Coding

A Java HTML Scrubber

Published · 2min

In preparation for possibly adding a WYSIWYG editor to the site—mainly because people don’t seem to read the formatting instructions—I’ve written the best part of a HTML scrubber to ensure that the HTML markup returned from the poster’s browser doesn’t contain anything dodgy and to attempt to ensure a minimal degree of validity and well-formedness to whatever gets posted up. It’s written in Java, and I’ll be wrapping it in a custom tag to make it easy for me to invoke from ColdFusion. It will, however, be usable from anything capable of instantiating a Java class.

It uses a simple DSL to describe which tags are allowed through, and which attributes are safe. It knows nothing about which tags can be nested within each other, or which are required. After all, it’s a scrubber not a validator. The closest it comes is trying to balance tags which aren’t.

As I said, it’s mostly written. But what I’d like to know is if anybody else out there would find this useful, or if there’s anything already out there like it. I’ve looked and I can’t find anything like it, not written in Java anyway. But I don’t see the point of writing it if somebody’s already done all the work. Frankly, I’d rather contribute to what they’ve done than waste my time reinventing the square wheel.

So, thoughts people?

And on the topic of ColdFusion, I wrote replacements for all the ColdFusion mock objects for testing Java CFX tags.
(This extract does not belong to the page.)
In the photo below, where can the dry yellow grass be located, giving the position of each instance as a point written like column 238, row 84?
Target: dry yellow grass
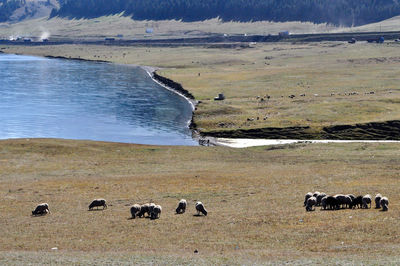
column 324, row 72
column 254, row 198
column 110, row 26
The existing ones are, ironically, buggy themselves, so having grown sick of them I replaced them.

Though I haven’t released them to the wild, they work well enough for me, though I’m replacing some of the internals of DebugQuery to make it a wrapper around a more general and faster implementation of the Query interface than how it’s currently implemented.
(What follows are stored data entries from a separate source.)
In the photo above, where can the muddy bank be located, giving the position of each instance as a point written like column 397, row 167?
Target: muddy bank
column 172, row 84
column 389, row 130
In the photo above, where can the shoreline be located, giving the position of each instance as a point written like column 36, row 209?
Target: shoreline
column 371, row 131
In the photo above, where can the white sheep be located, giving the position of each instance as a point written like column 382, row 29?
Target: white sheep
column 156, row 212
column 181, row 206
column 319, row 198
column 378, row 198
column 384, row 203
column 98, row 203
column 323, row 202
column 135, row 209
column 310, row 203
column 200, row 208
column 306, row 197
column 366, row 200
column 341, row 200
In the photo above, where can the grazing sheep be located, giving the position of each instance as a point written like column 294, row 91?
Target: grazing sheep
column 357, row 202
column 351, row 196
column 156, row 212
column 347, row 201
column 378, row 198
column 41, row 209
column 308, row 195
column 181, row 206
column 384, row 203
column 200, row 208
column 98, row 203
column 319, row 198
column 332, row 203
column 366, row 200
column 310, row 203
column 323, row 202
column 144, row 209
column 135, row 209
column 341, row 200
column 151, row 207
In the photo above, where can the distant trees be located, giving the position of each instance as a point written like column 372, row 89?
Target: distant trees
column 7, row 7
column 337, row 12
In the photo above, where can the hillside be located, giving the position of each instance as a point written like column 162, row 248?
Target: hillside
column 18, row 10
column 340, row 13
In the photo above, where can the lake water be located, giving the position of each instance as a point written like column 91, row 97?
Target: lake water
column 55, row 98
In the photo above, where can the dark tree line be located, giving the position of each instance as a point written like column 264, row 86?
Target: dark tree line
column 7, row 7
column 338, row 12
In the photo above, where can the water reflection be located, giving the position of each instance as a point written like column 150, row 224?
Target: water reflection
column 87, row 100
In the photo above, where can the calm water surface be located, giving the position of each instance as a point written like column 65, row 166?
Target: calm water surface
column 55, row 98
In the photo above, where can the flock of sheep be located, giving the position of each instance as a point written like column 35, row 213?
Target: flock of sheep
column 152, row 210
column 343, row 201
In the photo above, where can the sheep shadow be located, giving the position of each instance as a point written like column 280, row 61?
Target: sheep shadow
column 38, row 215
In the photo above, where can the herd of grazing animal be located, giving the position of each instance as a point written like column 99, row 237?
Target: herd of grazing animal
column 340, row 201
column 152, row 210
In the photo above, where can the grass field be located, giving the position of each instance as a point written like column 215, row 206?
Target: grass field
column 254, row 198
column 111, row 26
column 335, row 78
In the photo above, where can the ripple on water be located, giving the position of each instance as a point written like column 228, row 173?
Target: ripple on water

I’m bringing this up because I’ve extended DebugQuery and DebugRequest to be able to return implementations of the Swing javax.swing.table.TableModel, and javax.swing.MutableComboBoxModel respectively, allowing them to be edited in a UI as part of a test framework. This should suck rather less than doing all the fiddling in Java, especially when you want to be able to scroll back and forth through returned Query objects. I’ll post up the code once I’m finished reimplementing DebugQuery and the code is solid.